Oradour : un rescapé oublié refait surface

Publié le par L'Humanité - Julie Carnis

L'Humanitépublié le 14/02/2013 à 18h43 par Julie Carnis

À la faveur d’une enquête menée par le parquet allemand, un rescapé oublié d’Oradour-sur-Glane, Paul Doutre, témoigne.

Massacre d'Oradour-sur-Glane

 

Haute-Vienne, correspondance. On pensait que Robert Hébras et Marcel Darthout étaient les seules mémoires vivantes du massacre d’Oradour-sur-Glane, il y avait aussi Paul Doutre. À la faveur de l’enquête menée par le parquet allemand de Dortmund, spécialisé dans la poursuite des crimes nazis, ce rescapé oublié vient de refaire surface. À quatre-vingt-dix ans, cet enfant du pays raconte cet épisode avec une émotion encore intacte.
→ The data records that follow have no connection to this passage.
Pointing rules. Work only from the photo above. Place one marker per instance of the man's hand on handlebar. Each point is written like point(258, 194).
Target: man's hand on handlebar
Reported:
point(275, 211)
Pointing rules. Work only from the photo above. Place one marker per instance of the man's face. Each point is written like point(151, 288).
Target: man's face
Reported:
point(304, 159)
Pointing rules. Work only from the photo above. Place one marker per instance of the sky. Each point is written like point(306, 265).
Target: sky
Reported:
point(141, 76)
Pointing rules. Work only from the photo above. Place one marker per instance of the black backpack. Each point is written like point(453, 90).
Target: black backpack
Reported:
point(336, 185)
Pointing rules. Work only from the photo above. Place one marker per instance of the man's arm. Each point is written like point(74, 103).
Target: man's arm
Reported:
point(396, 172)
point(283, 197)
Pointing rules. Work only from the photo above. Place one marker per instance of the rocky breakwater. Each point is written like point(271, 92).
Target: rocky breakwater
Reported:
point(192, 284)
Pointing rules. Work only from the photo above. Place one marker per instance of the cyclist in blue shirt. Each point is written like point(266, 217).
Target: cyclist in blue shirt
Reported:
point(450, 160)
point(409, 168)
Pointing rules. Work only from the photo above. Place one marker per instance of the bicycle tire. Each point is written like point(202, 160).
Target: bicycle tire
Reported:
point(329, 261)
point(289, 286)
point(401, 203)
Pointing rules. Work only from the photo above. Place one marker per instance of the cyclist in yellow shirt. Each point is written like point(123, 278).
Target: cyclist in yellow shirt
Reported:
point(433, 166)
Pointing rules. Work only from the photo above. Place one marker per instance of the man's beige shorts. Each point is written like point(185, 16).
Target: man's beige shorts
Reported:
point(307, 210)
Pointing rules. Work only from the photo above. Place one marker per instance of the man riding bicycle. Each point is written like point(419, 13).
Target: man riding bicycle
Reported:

C’est à l’âge de vingt ans, craignant d’être envoyé en Allemagne, que Paul Doutre déserte les chantiers de jeunesse et revient se cacher dans la menuiserie familiale. L’atelier et la maison d’habitation donnent sur la place du village, là même où les hommes seront rassemblés et exécutés par la division SS Das Reich, le 10 juin 1944. Ce jour-là, « la voiture blindée des Allemands est arrivée sur la place du village à 14 heures exactement », se souvient le rescapé. « Mon père est venu me dire de me cacher, que les Allemands venaient pour contrôler les papiers. Personne n’imaginait ce qui allait se produire. »
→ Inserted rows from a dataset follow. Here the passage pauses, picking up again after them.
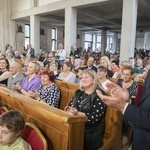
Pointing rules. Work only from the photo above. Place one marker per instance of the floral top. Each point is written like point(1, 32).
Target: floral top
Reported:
point(50, 95)
point(97, 111)
point(132, 89)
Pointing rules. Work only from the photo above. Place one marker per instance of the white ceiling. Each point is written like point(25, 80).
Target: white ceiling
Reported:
point(103, 16)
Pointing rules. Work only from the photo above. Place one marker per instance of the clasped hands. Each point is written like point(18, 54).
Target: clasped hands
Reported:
point(117, 97)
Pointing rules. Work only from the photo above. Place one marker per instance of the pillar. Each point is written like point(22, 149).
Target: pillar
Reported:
point(70, 28)
point(128, 32)
point(35, 33)
point(103, 42)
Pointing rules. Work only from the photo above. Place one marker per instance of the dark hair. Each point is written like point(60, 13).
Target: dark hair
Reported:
point(50, 74)
point(6, 60)
point(129, 68)
point(13, 120)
C’est parce qu’il n’a pas de papiers que Paul Doutre échappera aux rafales, caché dans des plants de choux du jardin familial. « J’ai entendu au-dessus de ma tête deux Allemands et l’un a dit : kaput. Ils ont cru que j’étais mort », constate-t-il, d’un souffle encore étonné. Alors que les mitraillettes tonnent derrière lui, il parvient aux portes du village martyr. C’est là qu’un voisin lui apprendra que sa famille vient d’être décimée. Il égrène, la gorge serrée : « Mon père, 51 ans, ma mère, 53 ans, ma grand-mère, 84 ans, ma petite-nièce, 5 ans, et mon frère, 18 ans. » Il se cachera quelques heures dans un caveau du cimetière, non loin de l’église en flamme où femmes et enfants se consumaient. Et c’est à la nuit tombante qu’il rejoindra à pied un village voisin de trois kilomètres.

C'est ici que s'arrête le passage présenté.